Our research question for this experiment can be phrased as follows: Can we calibrate our proactiveness parameter to match real system performance in terms of number of transactions?

As we are already close to matching the true average weekly number of transactions value for WW with our current set of proactivity parameter values (see Table 5) we have limited the experiment to investigate only A&TV proactivity parameter values.

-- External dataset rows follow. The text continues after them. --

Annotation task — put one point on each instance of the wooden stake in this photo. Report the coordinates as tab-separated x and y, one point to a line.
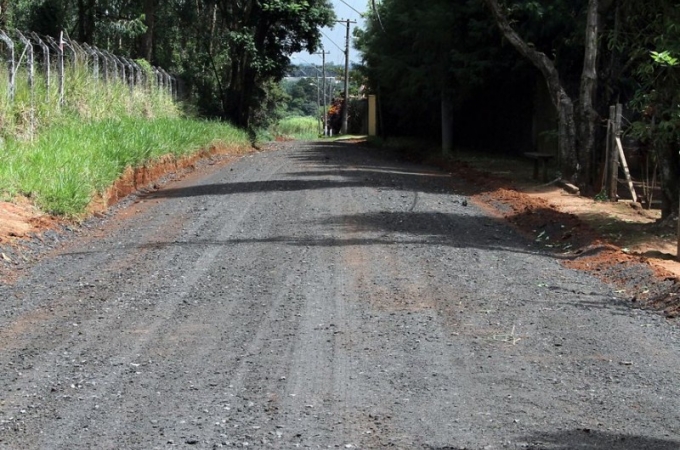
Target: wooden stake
613	158
624	163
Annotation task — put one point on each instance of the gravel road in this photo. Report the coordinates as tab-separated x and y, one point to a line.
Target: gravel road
325	296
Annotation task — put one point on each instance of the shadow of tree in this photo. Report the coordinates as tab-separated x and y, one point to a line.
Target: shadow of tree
586	439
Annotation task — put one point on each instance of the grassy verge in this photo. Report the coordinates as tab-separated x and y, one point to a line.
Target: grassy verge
61	155
299	128
68	164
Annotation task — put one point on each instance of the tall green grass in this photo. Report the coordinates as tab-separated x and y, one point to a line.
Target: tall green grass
300	128
62	155
67	165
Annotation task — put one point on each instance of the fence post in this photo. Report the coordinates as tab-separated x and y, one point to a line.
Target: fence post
11	63
46	61
31	77
95	60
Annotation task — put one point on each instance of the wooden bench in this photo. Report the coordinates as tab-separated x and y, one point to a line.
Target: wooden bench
540	159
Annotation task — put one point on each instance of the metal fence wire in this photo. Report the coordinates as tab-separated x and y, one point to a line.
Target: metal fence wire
27	57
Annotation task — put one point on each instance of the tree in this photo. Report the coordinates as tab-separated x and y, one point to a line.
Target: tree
645	44
576	131
262	37
417	54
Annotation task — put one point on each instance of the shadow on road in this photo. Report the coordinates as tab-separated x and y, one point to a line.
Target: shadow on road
345	165
585	439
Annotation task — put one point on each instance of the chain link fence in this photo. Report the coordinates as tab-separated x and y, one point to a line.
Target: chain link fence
29	59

Furthermore, due to time and resource constraints we will only test a subset of all possible parameters and their combinations.

We have developed the following strategy: For all scenarios we keep the overall number of staff members constant. First, we test the impact of the "critical queue length" parameter. We model an extreme case where we have all tills permanently manned (staffing level = {4;7;1}). This emulates a "critical queue length" of 0. Then we change this parameter in steps of 1 from 1 to 4, using real staffing levels. Second, we test the impact of the "maximum number of customers to serve as a temporary cashier" parameter. We change this parameter from 10 to 2 in steps of 2. Third, we test the impact of the three different strategies we implemented for closing down additional tills.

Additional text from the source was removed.